The Lance Armstrong confession concludes: Part two
Twenty-four hours after part one of Lance Armstrong's ‘tell-all' interview with talk-show host Oprah Winfrey, the second, and concluding, part of the interview was beamed to the world. And while the rest of that world had made use of that time to ingest and digest, there had been no rest for the wicked as Armstrong faced Winfrey in an interview conducted in its entirety on Monday January 14. For everyone involved, though, it was on with the show.
The media - both social and traditional - had buzzed with the news of Armstrong's confession in the aftermath of all those ‘yes' answers.
It was a little ironic, then, that it was social media, Armstrong revealed, that had pushed him over the edge - to take it upon himself to speak out about having doped.
"I want to tell you what happened - when this all really started," Armstrong told Winfrey. "I saw my son defending me, and saying, ‘That's [that Armstrong doped] not true - what you're saying about my dad is not true.'"
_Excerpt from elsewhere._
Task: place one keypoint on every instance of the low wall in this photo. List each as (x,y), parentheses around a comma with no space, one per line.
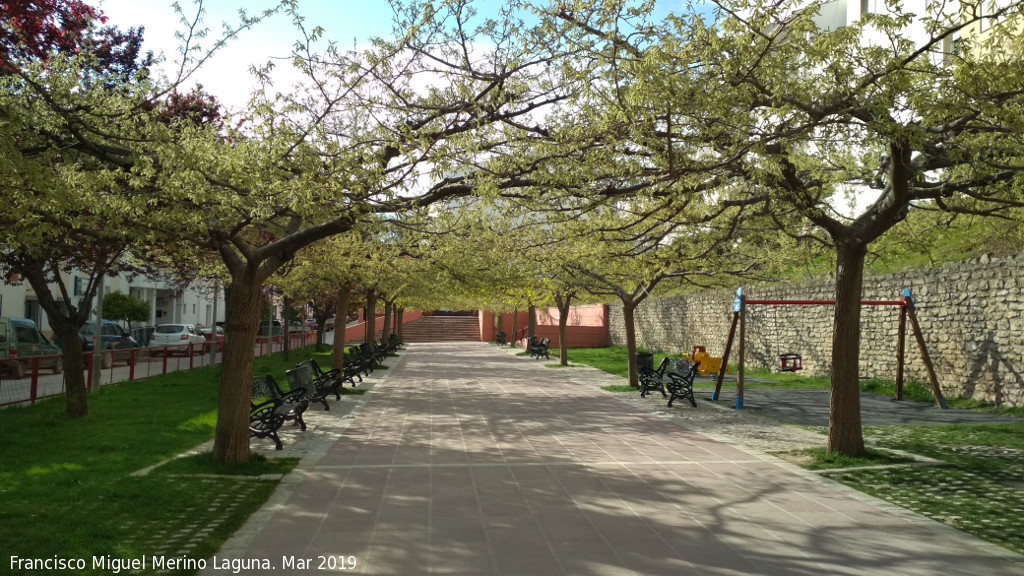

That was the moment, it seemed, when everything - all of this: the doping, the interview, the revelation of the doping in the interview - hit home, and for the first time Armstrong lost what had up until then been an almost matter-of-fact way of recounting his story.
"And it almost goes to this question of why now..." Armstrong continued, then paused. "He can't ..."
This time, the Texan fell silent. He began welling up. He managed a further ‘yeah', and then - for the first time - Winfrey did what she should have been doing much more often all along: she just waited.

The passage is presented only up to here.